La ansiedad, un estado caracterizado por la necesidad fisiológica de incrementar el nivel de contacto con algún elemento o persona, es una de estas manifestaciones: ansiedad por ser atendidos, ansiedad por estar junto a la mamá y, fundamentalmente, ansiedad por ingerir alimento.
Justamente, relacionando estos dos últimos factores, un equipo conformado por investigadores del Instituto Karolinska de Estocolmo, en Suecia y de la Universidad Villanova ubicada en Pensilvania, Estados Unidos, determinó que la lactancia materna ayuda a los bebés a lidiar con la sensación de ansiedad durante los primeros tiempos pero, además, les brinda elementos para enfrentar de mejor manera las situaciones de estrés.

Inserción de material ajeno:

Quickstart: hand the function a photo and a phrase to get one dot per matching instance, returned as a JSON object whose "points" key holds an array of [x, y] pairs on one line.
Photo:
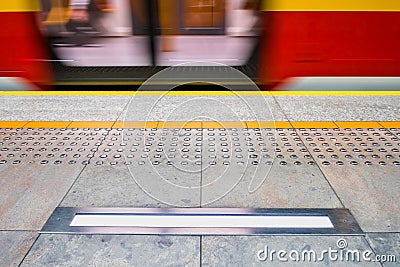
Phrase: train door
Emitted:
{"points": [[202, 17]]}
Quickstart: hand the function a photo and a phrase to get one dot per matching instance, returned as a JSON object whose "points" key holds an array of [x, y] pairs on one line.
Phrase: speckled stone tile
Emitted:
{"points": [[296, 251], [62, 108], [108, 186], [209, 108], [387, 245], [340, 108], [14, 245], [30, 193], [114, 250]]}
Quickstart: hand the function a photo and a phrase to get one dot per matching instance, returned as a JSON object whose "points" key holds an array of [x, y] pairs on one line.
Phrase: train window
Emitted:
{"points": [[149, 32]]}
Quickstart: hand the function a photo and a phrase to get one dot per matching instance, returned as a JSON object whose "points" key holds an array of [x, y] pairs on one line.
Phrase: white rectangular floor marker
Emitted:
{"points": [[201, 221]]}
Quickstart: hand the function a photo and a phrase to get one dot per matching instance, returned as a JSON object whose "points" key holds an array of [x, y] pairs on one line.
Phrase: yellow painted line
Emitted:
{"points": [[12, 124], [335, 93], [331, 5], [47, 124], [268, 124], [313, 124], [135, 124], [19, 5], [91, 124], [390, 124], [358, 124], [199, 93], [199, 124], [223, 124], [180, 124]]}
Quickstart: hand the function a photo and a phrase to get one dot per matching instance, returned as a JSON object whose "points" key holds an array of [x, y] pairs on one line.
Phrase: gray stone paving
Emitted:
{"points": [[111, 185]]}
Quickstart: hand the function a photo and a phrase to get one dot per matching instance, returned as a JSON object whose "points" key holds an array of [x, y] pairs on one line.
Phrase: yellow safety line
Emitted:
{"points": [[313, 124], [331, 5], [199, 93], [19, 6], [390, 124], [91, 124], [47, 124], [357, 124], [12, 124], [200, 124]]}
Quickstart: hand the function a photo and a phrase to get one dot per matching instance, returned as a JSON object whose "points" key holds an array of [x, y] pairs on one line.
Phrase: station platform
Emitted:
{"points": [[291, 151]]}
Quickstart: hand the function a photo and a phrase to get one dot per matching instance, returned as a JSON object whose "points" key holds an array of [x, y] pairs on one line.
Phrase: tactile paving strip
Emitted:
{"points": [[49, 145], [344, 147], [184, 146]]}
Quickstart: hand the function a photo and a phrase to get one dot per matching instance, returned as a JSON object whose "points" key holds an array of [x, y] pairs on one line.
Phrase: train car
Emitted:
{"points": [[24, 63], [331, 38]]}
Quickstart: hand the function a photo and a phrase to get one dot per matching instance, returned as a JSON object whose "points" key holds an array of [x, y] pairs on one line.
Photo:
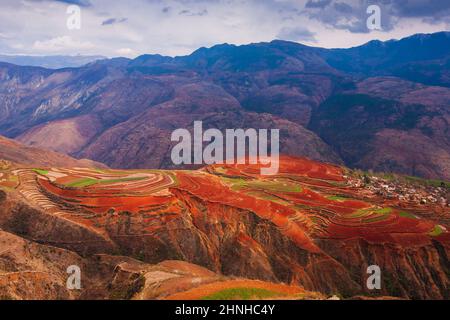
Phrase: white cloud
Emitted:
{"points": [[174, 27]]}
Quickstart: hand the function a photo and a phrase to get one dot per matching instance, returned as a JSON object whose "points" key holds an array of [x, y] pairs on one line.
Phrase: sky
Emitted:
{"points": [[178, 27]]}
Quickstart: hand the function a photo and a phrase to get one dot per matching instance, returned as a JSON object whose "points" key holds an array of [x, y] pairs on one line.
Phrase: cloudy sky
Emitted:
{"points": [[178, 27]]}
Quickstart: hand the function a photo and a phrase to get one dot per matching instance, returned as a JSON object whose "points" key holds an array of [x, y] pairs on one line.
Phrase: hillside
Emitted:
{"points": [[315, 226], [13, 151]]}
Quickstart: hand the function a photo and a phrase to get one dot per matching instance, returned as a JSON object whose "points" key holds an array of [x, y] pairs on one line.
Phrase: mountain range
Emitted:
{"points": [[383, 106], [51, 62]]}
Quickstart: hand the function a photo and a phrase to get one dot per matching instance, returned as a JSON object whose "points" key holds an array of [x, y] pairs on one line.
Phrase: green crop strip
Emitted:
{"points": [[86, 182], [407, 215], [41, 171], [337, 198]]}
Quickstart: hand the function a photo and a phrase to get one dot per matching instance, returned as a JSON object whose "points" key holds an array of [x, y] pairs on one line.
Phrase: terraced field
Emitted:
{"points": [[228, 218]]}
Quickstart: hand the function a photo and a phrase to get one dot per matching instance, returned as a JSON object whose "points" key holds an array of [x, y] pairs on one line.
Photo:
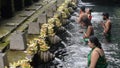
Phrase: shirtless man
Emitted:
{"points": [[106, 27], [82, 14]]}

“Para poder afirmar que la lactancia ayuda a lidiar con la ansiedad y el estrés es necesario considerar, además, muchas otras variables. Pero sin dudas el niño que tiene una buena lactancia, por lo general logra cercanía y contacto, lo que le permite consolidar una muy buena relación con su mamá, con lo cual se desprende que contará con apoyo y contención frente a las situaciones conflictivas”, indicó a Pro-Salud News el doctor Carlos Wahren, jefe del departamento de Pediatría del Hospital Italiano de Buenos Aires (HIBA), quien añadió que “la lactancia presenta ventajas a largo plazo frente a prácticamente cualquier problema que el chico deba enfrentar”.
Con respecto a esta cuestión, el doctor Diego Montes de Oca, médico pediatra, consignó: “La importancia de la lactancia en los primeros seis meses de vida está comprobada. Pero lo cierto es que, considerando este método de alimentación a futuro, no existen muchos trabajos que señalen la evidencia de algún beneficio desde el punto de vista psicológico que presenten los bebés amamantados, en comparación con los que fueron alimentados con mamadera”.